I was at the dealership at the time

When Benz initially came out with 10K service intervals, they didn’t require synthetic oil

After that fiasco, they absolutely required the use of synthetic oil

The problem was in 1998 and some 1999 models

Since then, it’s been fine, except for those guys that insist on going 10K on conventional oil, in spite of the requirement to use synthetic oil, which they choose to ignore. Those engines still get sludged up. But it’s the customer’s fault, because the word is out on the street.
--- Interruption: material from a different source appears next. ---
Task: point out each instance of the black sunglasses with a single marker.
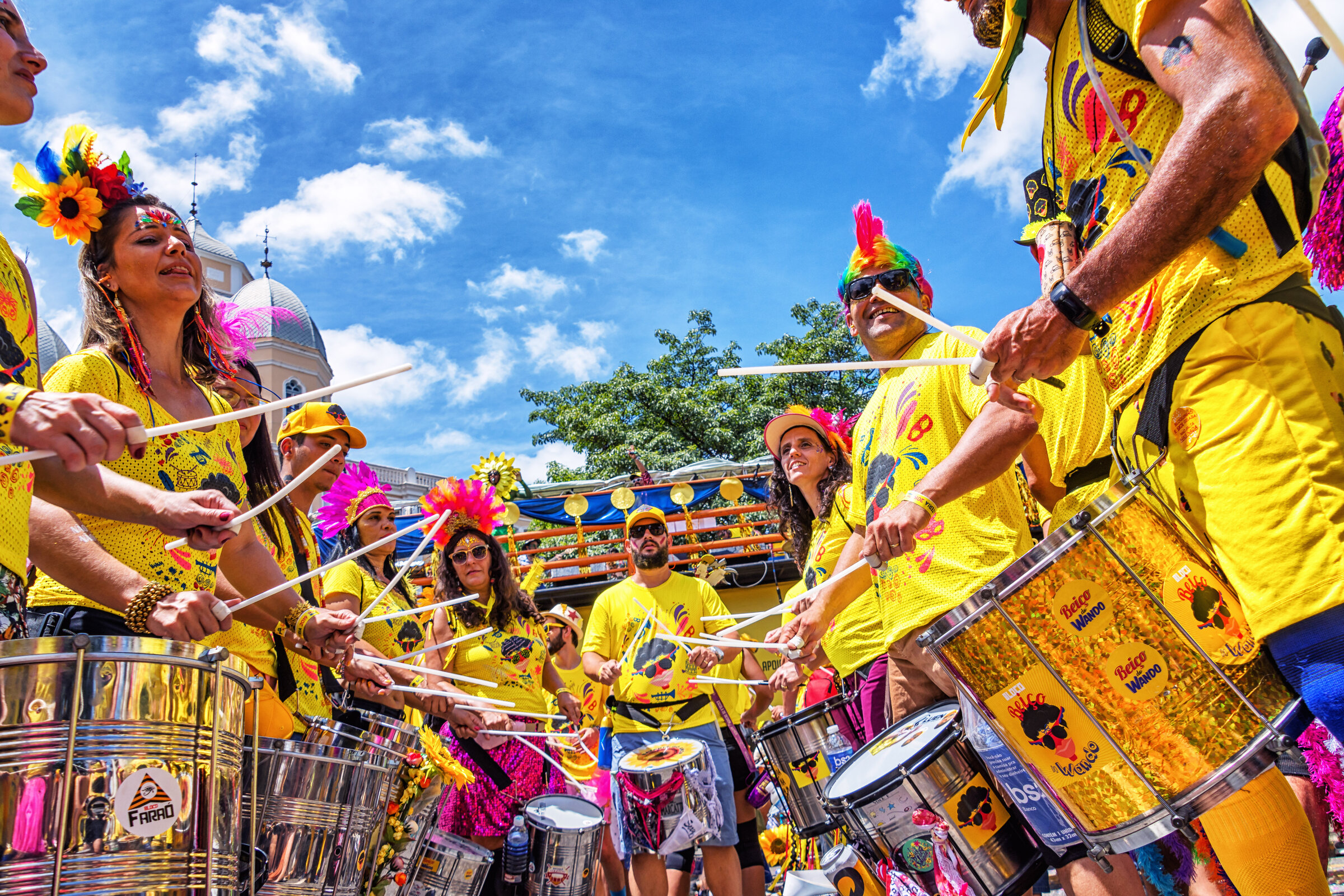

You have a new car why not just have the dealer change the oil so there will not be a question about service if you should need warranty service. The last 3 new cars we bought either had free oil changes or at least decent prices and I did not have to dispose of used oil. Besides while they are changing the oil I get free coffee and donuts.

You have a new car why not have the dealer change the oil and they will have records on hand if you have a warranty problem. The last 3 new cars we bought had free oil changes or at least decent prices and I did not have to dispose of the old oil. Besides while they change the oil I get free coffee and donuts.